Two charges $3 \times 10^{-8}\; C$ and $-2 \times 10^{-8}\; C$ are located $15 \;cm$ apart. At what point on the line joining the two charges is the electric potential zero? Take the potential at infinity to be zero.

Let us take the origin $O$ at the location of the positive charge. The line joining the two charges is taken to be the $x-$axis; the negative charge is taken to be on the right side of the origin

Let $P$ be the required point on the $x$ -axis where the potential is zero.

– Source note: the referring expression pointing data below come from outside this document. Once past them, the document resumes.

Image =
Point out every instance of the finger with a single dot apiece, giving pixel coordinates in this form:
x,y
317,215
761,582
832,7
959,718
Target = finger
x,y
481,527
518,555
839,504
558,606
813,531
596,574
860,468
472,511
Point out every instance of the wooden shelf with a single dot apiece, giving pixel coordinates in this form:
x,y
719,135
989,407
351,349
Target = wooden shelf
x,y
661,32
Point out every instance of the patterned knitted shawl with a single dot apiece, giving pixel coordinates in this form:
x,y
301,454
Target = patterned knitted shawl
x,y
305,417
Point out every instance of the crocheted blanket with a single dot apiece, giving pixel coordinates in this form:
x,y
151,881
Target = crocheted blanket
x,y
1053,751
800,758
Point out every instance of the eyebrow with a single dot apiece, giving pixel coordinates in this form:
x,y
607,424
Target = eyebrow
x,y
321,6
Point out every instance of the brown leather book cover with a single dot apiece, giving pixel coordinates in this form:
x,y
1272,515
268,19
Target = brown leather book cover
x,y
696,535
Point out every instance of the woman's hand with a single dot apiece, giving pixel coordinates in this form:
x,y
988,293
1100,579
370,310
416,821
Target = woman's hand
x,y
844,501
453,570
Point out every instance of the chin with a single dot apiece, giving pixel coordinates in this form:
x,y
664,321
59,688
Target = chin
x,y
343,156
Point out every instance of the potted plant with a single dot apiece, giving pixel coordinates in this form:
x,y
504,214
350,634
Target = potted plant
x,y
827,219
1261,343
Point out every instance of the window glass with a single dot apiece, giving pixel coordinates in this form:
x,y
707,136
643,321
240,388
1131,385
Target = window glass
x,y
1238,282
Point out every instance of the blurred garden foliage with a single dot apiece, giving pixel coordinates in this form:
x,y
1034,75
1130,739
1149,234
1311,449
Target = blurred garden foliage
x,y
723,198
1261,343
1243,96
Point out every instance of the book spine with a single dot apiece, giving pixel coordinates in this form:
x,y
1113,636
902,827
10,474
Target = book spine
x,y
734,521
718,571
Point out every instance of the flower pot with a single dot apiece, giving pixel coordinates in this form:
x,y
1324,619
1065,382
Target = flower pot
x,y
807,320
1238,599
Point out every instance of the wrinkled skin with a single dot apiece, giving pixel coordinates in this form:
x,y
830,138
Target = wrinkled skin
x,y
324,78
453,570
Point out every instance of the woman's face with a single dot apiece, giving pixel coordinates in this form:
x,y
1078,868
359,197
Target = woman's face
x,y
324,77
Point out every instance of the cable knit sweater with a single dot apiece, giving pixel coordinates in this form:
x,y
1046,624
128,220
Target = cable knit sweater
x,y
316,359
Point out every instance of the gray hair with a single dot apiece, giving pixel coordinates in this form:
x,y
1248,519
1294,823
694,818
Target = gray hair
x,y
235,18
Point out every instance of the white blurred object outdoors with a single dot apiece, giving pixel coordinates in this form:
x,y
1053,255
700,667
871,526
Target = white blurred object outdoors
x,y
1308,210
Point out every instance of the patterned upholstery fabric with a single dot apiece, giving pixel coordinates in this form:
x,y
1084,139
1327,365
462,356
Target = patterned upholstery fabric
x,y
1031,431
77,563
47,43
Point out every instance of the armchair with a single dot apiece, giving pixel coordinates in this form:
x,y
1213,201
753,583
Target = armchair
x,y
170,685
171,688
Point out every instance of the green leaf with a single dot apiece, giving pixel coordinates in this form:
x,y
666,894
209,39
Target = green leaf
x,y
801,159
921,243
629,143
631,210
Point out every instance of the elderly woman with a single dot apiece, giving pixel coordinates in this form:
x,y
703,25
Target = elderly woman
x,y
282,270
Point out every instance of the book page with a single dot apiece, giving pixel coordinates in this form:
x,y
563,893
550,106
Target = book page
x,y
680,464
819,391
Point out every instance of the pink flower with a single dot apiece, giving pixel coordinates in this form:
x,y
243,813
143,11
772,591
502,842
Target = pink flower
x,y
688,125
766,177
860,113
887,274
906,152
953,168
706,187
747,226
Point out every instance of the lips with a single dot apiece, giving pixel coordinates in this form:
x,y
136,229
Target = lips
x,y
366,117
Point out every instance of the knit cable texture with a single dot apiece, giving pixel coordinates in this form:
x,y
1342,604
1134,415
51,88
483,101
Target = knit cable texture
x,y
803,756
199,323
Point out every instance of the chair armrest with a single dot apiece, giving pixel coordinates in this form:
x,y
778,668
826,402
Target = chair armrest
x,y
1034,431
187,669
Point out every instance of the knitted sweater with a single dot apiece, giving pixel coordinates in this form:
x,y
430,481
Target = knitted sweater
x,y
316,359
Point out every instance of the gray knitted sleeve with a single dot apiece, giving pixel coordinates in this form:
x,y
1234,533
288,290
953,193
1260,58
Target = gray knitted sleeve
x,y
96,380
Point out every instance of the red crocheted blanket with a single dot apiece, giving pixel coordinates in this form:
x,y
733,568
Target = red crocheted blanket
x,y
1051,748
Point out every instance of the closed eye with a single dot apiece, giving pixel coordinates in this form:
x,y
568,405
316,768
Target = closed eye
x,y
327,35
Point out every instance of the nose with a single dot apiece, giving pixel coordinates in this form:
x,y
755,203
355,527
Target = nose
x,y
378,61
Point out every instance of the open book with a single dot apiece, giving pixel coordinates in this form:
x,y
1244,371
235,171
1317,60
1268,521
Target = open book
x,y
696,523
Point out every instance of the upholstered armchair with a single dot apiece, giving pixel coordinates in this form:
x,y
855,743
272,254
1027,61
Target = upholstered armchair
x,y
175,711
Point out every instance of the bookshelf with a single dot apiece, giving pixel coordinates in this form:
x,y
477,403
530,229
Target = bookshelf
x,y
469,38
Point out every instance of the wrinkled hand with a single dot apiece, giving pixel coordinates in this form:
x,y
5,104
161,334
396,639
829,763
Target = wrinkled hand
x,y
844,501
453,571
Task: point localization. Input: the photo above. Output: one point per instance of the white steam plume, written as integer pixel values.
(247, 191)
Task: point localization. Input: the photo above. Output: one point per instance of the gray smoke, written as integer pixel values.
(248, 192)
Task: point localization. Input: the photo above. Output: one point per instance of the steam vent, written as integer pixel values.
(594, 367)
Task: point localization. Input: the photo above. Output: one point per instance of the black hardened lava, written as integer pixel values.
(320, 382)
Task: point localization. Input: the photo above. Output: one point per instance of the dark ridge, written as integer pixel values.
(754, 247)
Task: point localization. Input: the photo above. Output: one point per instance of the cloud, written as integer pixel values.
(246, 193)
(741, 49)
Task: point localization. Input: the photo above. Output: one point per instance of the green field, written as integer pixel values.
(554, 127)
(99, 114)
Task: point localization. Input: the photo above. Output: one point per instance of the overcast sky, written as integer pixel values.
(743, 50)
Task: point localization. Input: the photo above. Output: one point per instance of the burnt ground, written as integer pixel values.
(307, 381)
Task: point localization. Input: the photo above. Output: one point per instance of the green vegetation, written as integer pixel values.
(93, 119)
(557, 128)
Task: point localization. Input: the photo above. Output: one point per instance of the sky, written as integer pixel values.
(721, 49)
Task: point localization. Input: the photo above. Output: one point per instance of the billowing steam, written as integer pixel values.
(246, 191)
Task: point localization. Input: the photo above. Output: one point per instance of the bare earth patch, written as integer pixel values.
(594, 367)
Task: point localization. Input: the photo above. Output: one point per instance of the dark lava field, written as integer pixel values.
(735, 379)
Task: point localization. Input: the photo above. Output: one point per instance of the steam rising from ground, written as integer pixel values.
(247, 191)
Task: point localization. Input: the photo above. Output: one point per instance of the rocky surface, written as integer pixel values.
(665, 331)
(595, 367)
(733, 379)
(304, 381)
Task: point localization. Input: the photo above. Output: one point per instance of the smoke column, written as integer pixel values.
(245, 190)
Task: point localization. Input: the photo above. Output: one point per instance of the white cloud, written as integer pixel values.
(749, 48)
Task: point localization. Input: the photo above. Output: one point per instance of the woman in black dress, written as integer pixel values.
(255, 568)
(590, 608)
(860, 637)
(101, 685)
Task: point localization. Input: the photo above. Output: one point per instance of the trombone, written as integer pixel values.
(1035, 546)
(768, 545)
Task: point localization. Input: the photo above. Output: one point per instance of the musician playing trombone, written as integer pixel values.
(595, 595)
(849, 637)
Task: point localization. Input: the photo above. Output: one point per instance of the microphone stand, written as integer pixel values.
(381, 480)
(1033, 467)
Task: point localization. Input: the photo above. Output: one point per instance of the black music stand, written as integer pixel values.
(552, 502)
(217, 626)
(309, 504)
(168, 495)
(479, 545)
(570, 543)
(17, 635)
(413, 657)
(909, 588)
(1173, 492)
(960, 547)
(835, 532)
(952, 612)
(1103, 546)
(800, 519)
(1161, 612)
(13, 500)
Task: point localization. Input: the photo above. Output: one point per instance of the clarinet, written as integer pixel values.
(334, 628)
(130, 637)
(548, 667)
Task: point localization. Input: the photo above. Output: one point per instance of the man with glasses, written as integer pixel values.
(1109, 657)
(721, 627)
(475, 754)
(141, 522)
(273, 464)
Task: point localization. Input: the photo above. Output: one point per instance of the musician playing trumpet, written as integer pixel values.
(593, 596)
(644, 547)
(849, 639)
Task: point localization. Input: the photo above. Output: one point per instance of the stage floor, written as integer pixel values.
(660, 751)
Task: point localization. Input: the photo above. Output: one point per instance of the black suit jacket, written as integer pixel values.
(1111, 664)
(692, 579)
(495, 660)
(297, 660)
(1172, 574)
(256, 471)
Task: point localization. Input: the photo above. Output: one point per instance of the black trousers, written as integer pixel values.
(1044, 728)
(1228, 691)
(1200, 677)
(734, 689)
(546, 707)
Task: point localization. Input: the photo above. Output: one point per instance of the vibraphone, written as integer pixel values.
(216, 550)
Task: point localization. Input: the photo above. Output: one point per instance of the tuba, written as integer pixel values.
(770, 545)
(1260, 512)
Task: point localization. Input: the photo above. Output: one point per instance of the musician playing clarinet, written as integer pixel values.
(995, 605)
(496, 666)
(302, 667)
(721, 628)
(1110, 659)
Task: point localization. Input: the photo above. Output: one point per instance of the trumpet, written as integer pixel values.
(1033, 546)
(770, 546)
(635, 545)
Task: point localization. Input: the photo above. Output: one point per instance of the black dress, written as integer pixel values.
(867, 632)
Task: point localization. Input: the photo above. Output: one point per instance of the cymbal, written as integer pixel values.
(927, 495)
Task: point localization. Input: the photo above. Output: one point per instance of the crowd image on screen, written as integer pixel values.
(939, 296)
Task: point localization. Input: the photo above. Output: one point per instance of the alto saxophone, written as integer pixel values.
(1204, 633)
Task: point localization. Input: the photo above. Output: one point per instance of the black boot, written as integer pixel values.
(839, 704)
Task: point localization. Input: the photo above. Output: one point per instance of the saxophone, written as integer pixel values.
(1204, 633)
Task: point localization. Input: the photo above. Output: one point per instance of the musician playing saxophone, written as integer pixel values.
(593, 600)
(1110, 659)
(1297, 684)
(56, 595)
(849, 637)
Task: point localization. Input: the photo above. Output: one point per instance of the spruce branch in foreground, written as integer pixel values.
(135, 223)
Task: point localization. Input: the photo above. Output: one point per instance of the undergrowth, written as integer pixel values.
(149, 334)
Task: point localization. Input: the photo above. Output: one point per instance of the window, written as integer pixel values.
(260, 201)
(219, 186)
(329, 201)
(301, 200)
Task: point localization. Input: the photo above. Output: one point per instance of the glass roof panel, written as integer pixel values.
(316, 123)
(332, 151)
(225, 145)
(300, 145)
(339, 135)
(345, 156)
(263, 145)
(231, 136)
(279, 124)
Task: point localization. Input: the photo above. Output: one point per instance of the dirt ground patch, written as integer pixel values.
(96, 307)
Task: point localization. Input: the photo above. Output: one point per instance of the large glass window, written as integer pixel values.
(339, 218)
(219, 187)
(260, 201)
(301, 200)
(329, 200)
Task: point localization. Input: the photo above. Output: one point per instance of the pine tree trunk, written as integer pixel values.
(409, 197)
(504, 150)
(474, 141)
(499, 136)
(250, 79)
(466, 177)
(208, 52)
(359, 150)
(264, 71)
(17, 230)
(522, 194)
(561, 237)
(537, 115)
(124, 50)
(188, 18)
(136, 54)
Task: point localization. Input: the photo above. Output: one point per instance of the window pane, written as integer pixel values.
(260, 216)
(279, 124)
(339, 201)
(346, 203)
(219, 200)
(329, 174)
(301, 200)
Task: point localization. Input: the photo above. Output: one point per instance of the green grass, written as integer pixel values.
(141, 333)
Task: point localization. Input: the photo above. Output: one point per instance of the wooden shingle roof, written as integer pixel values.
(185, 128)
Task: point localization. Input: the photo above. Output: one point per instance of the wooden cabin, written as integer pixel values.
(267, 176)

If $x$ is the $x$ -coordinate of $P$, obviously $x$ must be positive. (There is no possibility of potentials due to the two charges adding up to zero for $x < 0 .$ If $x$ lies between $O$ and $A$, we have

$\frac{1}{4 \pi \varepsilon_{0}}\left[\frac{3 \times 10^{-8}}{x \times 10^{-2}}-\frac{2 \times 10^{-8}}{(15-x) \times 10^{-2}}\right]=0$

where $x$ is in $cm .$ That is,

$\frac{3}{x}-\frac{2}{15-x}=0$

which gives $x=9 cm$

If $x$ lies on the extended line $OA$, the required condition is $\frac{3}{x}-\frac{2}{x-15}=0$

which gives $x=45\; cm$

Thus, electric potential is zero at $9 cm$ and $45 cm$ away from the positive charge on the side of the negative charge. Note that the formula for potential used in the calculation required choosing potential to be zero at infinity.